I have rarely alluded to my own racial identity on this website, but in fact, I am multiracial, with black curly hair, bronze skin, dark brown eyes, and visibly "exotic" features. My native language is also not English; I sometimes stumble on my words, even when I'm teaching, and I find myself so much more confident in the anonymity of a venue like this forum when nobody can see my traits or hear my accent.
For me, I must confess, my sexuality has not been the cause of much anguish. Most of my struggles with myself have been because of racial discrimination, especially because I suffered a great deal of racial violence in my youth. My parents still carried a lot of internalized racism also, and partly because they favored lighter-skinned siblings and cousins, I hated the way that I looked when I was a child.

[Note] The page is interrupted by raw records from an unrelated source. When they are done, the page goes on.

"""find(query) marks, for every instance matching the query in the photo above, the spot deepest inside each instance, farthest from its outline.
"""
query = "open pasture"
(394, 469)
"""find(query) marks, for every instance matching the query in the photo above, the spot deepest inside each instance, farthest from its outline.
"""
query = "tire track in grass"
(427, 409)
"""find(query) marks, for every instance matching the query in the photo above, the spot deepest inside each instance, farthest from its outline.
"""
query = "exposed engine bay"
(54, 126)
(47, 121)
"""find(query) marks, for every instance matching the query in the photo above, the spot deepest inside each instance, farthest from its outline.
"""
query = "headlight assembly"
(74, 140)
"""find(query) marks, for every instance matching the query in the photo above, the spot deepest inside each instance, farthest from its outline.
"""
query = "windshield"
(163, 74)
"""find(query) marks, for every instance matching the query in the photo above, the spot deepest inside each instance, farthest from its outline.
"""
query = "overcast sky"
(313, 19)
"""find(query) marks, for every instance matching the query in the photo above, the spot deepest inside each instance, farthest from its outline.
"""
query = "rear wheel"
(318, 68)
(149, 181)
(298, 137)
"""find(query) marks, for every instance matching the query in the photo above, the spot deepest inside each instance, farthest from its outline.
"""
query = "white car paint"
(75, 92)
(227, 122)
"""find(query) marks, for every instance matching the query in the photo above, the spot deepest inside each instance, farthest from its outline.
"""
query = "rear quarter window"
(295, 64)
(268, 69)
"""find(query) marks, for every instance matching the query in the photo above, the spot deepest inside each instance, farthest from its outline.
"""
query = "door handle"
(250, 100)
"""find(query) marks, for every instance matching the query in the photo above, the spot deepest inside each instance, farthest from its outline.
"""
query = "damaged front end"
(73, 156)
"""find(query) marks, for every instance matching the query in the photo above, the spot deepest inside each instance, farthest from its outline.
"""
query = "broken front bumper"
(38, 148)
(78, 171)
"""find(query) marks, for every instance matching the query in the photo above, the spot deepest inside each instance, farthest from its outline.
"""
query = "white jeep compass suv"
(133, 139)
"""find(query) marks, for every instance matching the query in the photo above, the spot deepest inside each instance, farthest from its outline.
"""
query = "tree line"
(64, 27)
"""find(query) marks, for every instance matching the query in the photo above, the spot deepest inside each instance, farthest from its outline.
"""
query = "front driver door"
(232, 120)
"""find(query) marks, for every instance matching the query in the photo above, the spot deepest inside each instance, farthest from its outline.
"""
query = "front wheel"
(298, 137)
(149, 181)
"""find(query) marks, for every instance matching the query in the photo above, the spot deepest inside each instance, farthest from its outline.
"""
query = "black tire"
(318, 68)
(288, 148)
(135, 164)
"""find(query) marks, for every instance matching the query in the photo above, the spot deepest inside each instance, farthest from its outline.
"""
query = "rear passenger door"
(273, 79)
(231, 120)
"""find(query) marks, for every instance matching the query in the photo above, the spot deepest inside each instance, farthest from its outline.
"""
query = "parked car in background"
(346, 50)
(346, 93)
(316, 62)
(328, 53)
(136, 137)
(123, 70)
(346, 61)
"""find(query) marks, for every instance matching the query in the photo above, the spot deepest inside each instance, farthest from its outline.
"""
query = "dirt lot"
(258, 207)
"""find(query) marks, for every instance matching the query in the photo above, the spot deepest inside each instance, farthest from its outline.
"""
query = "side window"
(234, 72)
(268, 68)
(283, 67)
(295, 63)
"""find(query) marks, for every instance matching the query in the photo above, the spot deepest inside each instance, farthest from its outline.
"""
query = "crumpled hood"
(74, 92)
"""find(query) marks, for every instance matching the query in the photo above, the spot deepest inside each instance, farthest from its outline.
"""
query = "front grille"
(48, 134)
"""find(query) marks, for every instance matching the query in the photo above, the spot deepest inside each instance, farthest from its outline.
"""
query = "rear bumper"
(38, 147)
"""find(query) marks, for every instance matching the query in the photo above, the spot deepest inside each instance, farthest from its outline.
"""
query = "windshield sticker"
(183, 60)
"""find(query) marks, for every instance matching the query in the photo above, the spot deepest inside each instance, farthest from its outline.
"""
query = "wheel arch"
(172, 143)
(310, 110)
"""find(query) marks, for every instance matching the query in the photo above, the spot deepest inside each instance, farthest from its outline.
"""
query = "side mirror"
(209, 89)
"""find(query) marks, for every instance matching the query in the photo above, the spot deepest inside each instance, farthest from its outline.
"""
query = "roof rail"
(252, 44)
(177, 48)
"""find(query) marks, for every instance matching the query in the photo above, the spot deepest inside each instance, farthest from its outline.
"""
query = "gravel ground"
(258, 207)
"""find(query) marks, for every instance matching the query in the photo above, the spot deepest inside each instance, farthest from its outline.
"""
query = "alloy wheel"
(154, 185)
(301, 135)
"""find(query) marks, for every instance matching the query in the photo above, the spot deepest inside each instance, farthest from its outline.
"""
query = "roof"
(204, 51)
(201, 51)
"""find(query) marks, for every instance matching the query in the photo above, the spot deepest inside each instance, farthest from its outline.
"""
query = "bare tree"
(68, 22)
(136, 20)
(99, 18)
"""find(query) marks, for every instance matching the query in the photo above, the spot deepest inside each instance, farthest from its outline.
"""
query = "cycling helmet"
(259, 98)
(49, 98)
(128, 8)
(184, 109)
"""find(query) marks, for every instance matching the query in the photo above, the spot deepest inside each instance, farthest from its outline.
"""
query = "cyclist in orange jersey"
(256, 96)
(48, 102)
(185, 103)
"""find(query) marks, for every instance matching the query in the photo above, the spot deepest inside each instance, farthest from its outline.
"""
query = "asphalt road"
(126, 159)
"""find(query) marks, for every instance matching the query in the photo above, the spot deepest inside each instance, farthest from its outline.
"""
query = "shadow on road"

My mother wouldn't let me play in the sun with the white neighbors' children, for fear that I would get even darker! Heck, I hate the way that I look now. People always tell me I'm attractive, but I 've never overcome my longing for blond hair and light eyes -- I even chose Aqua Man as my avatar, when Aqua Man is the whitest of all the superheroes and the farthest from who I am. I have always been much more attracted to brunette women with brown eyes, but strangely, I've always found blond, blue-eyed men the most attractive. I think it's because with men, I am attracted to what I wish I could be myself.
I know that most African Americans, Asian Americans, and Latinos would kill me for saying what I am saying, but honestly, I don't feel that the pain of discrimination has necessarily been worth the uniqueness of growing up nonwhite. On a panoramic level, I don't believe it would be good for a society for masses of people to play God and to entirely eliminate whole subclasses of humanity through genetic engineering. But on the individual level, allbi's parallel to race has gotten me thinking. How many times, during my life, have I wished I was white?
Well, this makes me think that I need to overcome my racial self-esteem problems, because my baby obviously inherited many of my dark features, and I don't want her to grow up hating herself the way I grew up hating myself. So Allbi, thank you for figuring out the underlying dilemma. I'm going to make sure my daughter considers herself the most beautiful child in the world, even if she turns out to be a kinky-haired, brown-skinned, hairy, manly lesbian!!!!
Love,
J
I can totally relate to what you're saying Johnny. With my mixture I could burn crosses on my own front lawn. Growing up I hated being multiracial because even though I was half white I was never accepted as one. I was always the minority of the minorities so I was picked on all the way around.
I hope your daughter never has to experience the cruelty that some people can dole out. Even those who mean well can say some horrid things. My aunt use to see mixed couples with their children and say "How can they bring a child into this world that is mixed raced. That's just not right." which didn't do a lot for my self esteem. At least your daughter has good parents that can teach her well.
arana
May 30, 2006, 8:32 PM
OK, I see what you meant now and I'm in total agreement. Thought you were going down a different path that I didn't agree with :eek:
You are, as usual, wonderfully on target about the differences between sexual and racial taboos.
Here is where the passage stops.